I took his chauffeuring for granted then. Now, of course, I realize what a royal pain that must have been for him. Yet he never complained or tried to talk us out of going to see our favorite band. He just happily obliged to help make it all happen for his little girl.
If he were still around today, I would thank him for that — and so much more. But since he’s not, I’ll just mix, roll out and bake a batch of these graham crackers that carry a taste of nostalgia with every snappy bite.
The recipe is from San Jose’s 2nd Story Bakeshop. Founder Christy Ikezi demonstrated these at one of my Macy’s Santa Clara cooking demos. It’s a simple cracker, well, cookie, really.
Ikezi’s original recipe calls for a mix of all-purpose and whole-wheat flour, which together do result in a cookie with a profoundly graham flavor. But when Bob’s Red Mill sent me a sample of its Organic Whole Wheat Graham Flour, I decided to swap out the whole wheat flour for that instead. Truth be told, though, graham flour is actually whole wheat flour — just ground more coarsely. Bob’s Red Mill’s version is made from northern hard red wheat. It contains all the germ, oil, and fiber from the whole wheat kernel
Honey, brown sugar, and granulated sugar add a touch of sweetness to these cookies. You can cut them into any shape you like. How many cookies you end up with will depend on the size cutter you use.
Ikezi uses the tines of a fork to pierce each cookie a few times. I actually used a skinny chopstick to make even more distinctive holes.

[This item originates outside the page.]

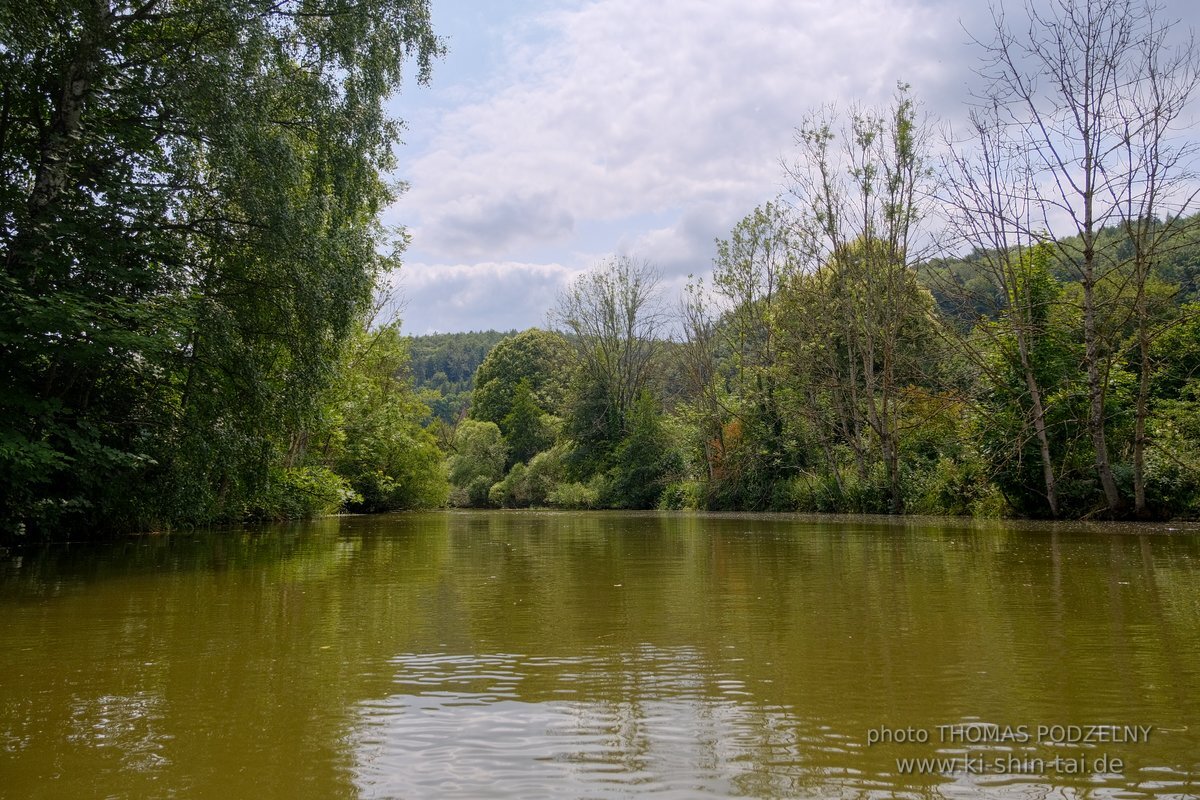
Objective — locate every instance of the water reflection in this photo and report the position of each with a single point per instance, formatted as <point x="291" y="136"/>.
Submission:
<point x="594" y="655"/>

These crisp, old-fashioned cookies are great all on their own. Or as the basis of an ice cream sandwich. They’re good smeared with a little peanut butter and jam, too.

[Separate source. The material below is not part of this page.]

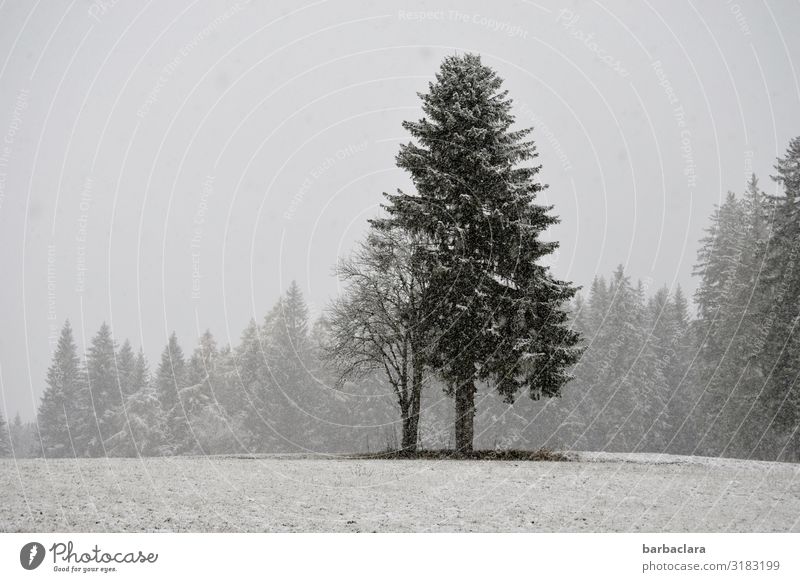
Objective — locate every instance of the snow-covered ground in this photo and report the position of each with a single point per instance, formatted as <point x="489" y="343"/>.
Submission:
<point x="597" y="492"/>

Close your eyes, take a bite, and remember all the ways you’re grateful for your Dad. Don’t forget to share a few with him on his special day, too.
2 cups all-purpose flour
1/2 cup graham flour or whole-wheat flour
3/4 teaspoon salt
1/2 teaspoon baking soda
1/2 teaspoon ground cinnamon
8 ounces (2 sticks) unsalted butter, cut into small pieces and softened at room temperature
1/4 cup brown sugar
1/4 cup granulated sugar
1/4 cup honey
Sift together the flour, graham or whole-wheat flour, salt, baking soda and cinnamon.
In the bowl of an electric mixer fitted with the paddle attachment, combine the butter, brown sugar, granulated sugar and honey. Mix on medium speed until well combined, about 1 minute. Add the dry ingredients in two additions, letting the first fully combine before you add the second.
Flatten the dough into a rectangular shape, wrap in plastic, and refrigerate for about 30 minutes.
Preheat oven to 350 degrees. Line two baking sheets with parchment.
Unwrap the dough and roll out on a lightly floured surface, until about 1/8-inch thick. Use any cookie cutter you like to cut out the dough and place the cookies on the prepared baking sheets. Re-roll the scraps of dough once and cut out again. Using a fork or skinny chopstick, pierce each cookie two or three times (depending on the size and the desired look).
Bake graham crackers, rotating the sheets halfway through, until they are golden brown, 14 to 20 minutes. Cool on a wire rack.
The graham crackers will keep in an airtight container at room temperature for up to a week.